Should we stop manipulating the human germline?


In China, the new CRISPR/Cas method has been used to manipulate the human germline for research purposes. But shouldn’t researchers everywhere respect the human germline until more is known about the possible ramifications? Stem cell researcher Dieter Egli and bioethicist Anna Deplazes Zemp discuss this question for Horizons.

(From "Horizons" no. 107, December 2015)

No – says the stem-cell researcher Dieter Egli.

Genetically modifying the germline is banned today in Switzerland and in many other countries. We know almost nothing about the efficacy and the safety of such interventions, and still less about the long-term effects – intended or otherwise. The experiments with human embryos in China demonstrate just how crude the technology still is. Only in four of 86 cases did the genetic manipulation succeed on a molecular level, and even they were only partially successful. Most of them displayed genetic abnormalities. On the basis of these results, we shouldn’t expect to be applying this technique in the near future.

On the other hand, humans suffer from many genetically determined diseases, and we are constantly uncovering more of the genetic causes. How are we supposed to fight these? One possibility is pre-implantation diagnostics. The Swiss federal parliament would like to allow its use in certain cases. Pre-implantation diagnostics – in other words, examining the embryo before it is implanted in the mother – cannot always prevent disease. There’s little to be done, for example, if both partners carry the same genetic defect or if several genetic defects are present at the same time. Another possibility, which we should consider in this light, is a genetic correction to the germline.

We have to learn how effectively and how safely we can manipulate genes in the human germline, and we have to find out whether this is better than other therapies. It’s a contradiction in terms to demand that we wait until we know more, yet at the same time to place a moratorium on research. If we want to know more, we have to carry out research. We shouldn’t put a brake on it, but promote it within a basic set of conditions. For example, it could be restricted to research for the purpose of healing diseases.

Would this mean opening up a doorway to the genetic improvement of human beings, like some people fear and others hope? I’m convinced that humankind has to face up to such questions, and that we have to regulate the application of these technologies. These discussions are necessary, and they will be all the more successful, the better we know the possibilities and the boundaries of manipulating the germline. 

Yes – says the bioethicist Anna Deplazes Zemp.

The CRISPR/Cas method allows us to carry out far more precise, less risky manipulations of the human germline than any other technology.
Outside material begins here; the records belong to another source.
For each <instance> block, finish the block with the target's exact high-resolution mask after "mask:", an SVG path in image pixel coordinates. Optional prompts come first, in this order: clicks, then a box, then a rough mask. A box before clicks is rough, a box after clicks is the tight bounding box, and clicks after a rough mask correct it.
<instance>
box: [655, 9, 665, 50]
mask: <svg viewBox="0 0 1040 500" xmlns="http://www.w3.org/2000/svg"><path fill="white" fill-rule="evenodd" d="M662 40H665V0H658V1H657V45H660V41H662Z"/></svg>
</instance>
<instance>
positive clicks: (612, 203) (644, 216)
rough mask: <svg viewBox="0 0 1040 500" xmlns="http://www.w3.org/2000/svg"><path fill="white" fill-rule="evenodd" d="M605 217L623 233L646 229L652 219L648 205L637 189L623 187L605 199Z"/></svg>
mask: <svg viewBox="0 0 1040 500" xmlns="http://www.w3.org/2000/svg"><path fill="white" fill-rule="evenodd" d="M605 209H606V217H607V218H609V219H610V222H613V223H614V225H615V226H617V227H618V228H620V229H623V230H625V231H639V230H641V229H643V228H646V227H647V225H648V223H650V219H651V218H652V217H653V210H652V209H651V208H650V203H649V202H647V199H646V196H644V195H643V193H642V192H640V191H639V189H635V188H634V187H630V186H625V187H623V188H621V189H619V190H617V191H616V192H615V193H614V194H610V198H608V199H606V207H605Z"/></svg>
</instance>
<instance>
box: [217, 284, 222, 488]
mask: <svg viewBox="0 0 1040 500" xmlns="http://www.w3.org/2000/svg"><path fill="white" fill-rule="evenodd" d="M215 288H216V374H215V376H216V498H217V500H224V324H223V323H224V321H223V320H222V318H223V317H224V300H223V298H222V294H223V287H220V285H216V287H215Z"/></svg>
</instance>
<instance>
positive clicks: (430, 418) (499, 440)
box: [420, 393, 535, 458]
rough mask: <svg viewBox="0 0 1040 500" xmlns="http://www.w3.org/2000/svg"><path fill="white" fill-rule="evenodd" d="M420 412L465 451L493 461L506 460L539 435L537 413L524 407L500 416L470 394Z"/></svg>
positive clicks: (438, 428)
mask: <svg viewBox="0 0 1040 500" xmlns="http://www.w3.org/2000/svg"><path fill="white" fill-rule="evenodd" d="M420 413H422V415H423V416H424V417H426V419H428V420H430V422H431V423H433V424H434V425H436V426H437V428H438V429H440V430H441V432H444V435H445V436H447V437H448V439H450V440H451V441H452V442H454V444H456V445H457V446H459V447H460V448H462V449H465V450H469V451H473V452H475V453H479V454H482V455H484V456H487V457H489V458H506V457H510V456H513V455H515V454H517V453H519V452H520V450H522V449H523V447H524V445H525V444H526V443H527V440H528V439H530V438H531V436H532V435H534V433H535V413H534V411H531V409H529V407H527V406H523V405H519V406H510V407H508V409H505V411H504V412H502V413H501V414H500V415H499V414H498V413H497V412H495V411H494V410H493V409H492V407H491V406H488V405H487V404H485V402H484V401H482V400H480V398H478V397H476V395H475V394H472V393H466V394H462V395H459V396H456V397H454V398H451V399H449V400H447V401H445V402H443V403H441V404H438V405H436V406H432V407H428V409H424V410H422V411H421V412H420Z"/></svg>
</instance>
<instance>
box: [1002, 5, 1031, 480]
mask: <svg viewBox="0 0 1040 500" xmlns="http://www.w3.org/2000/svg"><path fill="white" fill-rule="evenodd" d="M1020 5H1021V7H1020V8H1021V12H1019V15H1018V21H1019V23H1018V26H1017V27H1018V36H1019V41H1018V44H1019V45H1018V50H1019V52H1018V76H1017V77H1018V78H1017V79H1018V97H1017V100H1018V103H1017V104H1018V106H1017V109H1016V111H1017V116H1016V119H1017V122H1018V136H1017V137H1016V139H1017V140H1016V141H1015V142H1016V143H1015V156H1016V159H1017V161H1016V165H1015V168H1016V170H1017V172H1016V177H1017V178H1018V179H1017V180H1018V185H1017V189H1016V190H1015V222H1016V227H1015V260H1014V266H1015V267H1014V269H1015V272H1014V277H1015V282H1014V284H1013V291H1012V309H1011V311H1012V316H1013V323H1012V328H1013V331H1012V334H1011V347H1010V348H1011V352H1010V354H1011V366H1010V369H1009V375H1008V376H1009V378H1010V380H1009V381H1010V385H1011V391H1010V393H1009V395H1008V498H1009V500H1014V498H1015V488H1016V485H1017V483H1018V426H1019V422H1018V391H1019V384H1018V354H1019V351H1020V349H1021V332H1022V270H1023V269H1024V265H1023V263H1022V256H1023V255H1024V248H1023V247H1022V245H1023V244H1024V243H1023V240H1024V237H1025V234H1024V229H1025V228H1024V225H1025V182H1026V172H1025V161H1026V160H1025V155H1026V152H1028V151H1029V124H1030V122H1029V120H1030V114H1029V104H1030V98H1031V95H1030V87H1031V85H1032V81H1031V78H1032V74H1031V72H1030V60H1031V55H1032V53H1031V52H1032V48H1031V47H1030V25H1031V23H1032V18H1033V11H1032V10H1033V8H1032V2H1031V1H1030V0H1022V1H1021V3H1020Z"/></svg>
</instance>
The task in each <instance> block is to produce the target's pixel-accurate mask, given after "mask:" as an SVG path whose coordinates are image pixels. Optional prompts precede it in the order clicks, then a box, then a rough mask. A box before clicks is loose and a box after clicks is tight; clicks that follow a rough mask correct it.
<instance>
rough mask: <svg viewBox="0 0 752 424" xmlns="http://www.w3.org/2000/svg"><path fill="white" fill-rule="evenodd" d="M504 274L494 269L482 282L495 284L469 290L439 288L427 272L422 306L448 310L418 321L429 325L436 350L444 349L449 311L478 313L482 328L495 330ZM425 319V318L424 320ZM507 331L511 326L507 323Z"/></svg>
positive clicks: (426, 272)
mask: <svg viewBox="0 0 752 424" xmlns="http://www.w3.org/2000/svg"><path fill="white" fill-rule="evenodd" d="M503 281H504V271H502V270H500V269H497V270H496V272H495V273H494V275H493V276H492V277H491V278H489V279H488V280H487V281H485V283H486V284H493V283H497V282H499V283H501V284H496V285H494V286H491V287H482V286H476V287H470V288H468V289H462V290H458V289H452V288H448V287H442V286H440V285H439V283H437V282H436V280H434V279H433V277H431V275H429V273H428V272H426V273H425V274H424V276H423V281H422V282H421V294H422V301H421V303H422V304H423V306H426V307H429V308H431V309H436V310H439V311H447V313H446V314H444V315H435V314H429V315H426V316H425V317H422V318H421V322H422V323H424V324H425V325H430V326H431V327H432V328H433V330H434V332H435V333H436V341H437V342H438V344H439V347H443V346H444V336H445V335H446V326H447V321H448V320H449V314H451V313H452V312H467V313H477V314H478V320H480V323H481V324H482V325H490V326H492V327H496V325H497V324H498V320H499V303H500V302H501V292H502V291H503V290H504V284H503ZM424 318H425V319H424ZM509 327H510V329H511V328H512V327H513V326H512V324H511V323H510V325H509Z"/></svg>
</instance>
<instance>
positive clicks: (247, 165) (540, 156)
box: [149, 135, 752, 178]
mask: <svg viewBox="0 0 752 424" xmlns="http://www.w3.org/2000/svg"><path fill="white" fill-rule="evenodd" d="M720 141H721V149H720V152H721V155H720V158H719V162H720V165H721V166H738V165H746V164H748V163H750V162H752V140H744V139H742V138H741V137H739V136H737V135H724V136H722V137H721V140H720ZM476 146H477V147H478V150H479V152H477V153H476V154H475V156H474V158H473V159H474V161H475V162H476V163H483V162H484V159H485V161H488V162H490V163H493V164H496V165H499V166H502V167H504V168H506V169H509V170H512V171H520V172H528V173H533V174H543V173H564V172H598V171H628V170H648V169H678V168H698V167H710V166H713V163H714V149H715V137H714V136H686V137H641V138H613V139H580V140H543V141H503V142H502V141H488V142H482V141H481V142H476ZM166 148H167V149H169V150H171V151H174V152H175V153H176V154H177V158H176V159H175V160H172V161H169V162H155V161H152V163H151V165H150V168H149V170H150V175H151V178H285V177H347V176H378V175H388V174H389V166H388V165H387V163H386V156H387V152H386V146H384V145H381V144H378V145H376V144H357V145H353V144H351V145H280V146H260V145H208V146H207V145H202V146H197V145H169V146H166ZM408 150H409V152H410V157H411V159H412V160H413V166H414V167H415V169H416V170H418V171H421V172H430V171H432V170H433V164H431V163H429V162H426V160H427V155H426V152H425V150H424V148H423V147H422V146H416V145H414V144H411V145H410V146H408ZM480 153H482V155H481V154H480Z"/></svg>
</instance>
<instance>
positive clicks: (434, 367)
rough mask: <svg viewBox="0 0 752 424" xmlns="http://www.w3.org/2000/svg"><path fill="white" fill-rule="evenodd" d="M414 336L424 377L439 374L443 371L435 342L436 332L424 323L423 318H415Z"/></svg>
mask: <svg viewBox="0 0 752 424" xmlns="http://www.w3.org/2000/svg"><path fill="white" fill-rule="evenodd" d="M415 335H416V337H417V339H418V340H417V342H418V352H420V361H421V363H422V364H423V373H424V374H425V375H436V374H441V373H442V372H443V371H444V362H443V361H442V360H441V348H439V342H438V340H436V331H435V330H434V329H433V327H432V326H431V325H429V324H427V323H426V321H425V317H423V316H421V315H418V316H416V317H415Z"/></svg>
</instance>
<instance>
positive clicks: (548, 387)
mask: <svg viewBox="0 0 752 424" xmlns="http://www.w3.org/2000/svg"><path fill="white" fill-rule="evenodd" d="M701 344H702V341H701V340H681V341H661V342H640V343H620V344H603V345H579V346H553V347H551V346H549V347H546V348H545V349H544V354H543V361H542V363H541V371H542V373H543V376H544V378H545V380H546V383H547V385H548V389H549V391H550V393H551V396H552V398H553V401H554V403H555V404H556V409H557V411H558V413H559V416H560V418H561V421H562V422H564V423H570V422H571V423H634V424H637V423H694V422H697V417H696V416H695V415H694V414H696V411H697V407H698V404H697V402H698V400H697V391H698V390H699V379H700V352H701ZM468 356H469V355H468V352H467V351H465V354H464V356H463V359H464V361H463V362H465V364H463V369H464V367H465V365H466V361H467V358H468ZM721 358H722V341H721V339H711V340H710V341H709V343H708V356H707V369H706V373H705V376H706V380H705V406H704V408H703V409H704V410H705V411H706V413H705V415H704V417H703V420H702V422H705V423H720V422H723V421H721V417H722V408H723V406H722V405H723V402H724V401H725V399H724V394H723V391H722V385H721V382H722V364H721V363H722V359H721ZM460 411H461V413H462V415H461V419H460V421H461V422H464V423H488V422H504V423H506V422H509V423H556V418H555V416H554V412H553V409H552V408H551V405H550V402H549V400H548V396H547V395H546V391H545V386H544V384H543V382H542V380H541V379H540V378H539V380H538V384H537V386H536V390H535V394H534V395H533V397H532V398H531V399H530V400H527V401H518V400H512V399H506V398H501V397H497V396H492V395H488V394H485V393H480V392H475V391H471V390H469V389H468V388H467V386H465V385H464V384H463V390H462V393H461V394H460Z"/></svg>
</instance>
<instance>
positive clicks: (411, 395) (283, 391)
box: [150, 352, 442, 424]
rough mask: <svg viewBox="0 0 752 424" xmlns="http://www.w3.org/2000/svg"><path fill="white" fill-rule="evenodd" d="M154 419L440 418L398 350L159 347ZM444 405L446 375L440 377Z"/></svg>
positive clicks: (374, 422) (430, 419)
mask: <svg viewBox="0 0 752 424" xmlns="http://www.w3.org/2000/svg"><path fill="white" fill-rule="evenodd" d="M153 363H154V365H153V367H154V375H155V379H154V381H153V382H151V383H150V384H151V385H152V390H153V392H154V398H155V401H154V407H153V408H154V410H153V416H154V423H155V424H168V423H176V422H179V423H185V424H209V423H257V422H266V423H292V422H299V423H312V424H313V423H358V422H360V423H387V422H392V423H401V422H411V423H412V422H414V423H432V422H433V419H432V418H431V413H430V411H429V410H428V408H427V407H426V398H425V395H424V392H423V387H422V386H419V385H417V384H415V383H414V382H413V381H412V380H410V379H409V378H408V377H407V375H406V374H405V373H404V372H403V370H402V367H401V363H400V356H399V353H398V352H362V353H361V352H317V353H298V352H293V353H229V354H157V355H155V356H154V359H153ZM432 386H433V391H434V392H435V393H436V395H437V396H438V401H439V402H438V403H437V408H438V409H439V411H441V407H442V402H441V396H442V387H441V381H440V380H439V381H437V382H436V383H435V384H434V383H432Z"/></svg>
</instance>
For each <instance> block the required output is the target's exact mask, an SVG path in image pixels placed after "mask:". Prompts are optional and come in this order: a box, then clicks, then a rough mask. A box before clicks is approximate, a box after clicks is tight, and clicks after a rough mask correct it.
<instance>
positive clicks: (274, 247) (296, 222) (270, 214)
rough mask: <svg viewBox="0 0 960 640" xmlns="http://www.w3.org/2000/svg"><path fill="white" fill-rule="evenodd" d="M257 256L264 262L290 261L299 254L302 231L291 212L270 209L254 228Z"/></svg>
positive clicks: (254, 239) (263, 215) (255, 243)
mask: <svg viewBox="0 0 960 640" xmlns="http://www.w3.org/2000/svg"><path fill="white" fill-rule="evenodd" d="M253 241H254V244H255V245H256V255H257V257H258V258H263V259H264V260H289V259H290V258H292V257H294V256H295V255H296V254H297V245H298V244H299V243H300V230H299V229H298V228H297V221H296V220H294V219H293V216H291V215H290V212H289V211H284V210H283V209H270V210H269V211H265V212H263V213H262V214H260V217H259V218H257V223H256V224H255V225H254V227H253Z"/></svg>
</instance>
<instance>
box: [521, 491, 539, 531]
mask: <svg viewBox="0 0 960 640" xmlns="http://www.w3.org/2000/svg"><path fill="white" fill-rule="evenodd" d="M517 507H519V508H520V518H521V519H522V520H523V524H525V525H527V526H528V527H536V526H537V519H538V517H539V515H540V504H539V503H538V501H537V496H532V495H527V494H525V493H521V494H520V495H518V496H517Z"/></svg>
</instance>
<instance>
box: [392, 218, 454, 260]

But even if the efficacy of this technique can still be improved, there remain risks such as undesirable integration and the emergence of genetic mosaics. So we are faced with the question: should countries such as Switzerland now lift their ban on manipulations of the germline, or should we renounce such experiments all over the world? I’m in favour of the latter option.

Genetic modifications to the human germline affect the development process and every cell of the developing human individual. Furthermore, these changes are passed down to future generations. Are we really ready to take on the responsibility for the genetic profile not just of the emerging individual human being, but also for his or her descendants?

We have to be aware that transhumanists dream not just of healing illnesses by technological means, but also of improving the human race. People could use CRISPR/Cas to try and achieve such inheritable ‘improvements’. Before using this technique in the human germline, it must first be clarified how we are going to deal with such aspirations.

This has to be a global discourse. And trying to achieve that is a very ambitious goal. Representatives of different cultures have different opinions regarding experiments on human germ cells and embryos. We’ve already had a foretaste of this in the discussions surrounding the experiments by the Chinese group. They manipulated human embryos using the CRISPR/Cas technique, and their experiments were largely criticised in Western, Christian cultures. And yet, for ethical reasons, these experiments were carried out on embryos that were incapable of further development. So even the researchers themselves seem to think that their experiments would be problematical if they were carried out on embryos that could actually develop. This could perhaps provide us with a basis for a global consensus.

The international scientific community should draw up rules – in a code of conduct, for example – that would stipulate when using this technology would be considered inacceptable. Such a code would be afforded the necessary authority if the most important research institutes, funding institutions, journals and conferences insisted on it being upheld.

Dieter Egli is an assistant professor at Columbia University in New York. He took his doctorate at the University of Zurich and has carried out research into therapeutic cloning.

Anna Deplazes Zemp possesses a doctorate in molecular biology and works at the Institute for Biomedical Ethics and History of Medicine of the University of Zurich. Her current research includes working on the ethics project of the National Centre of Competence in Research ‘Molecular Systems Engineering’.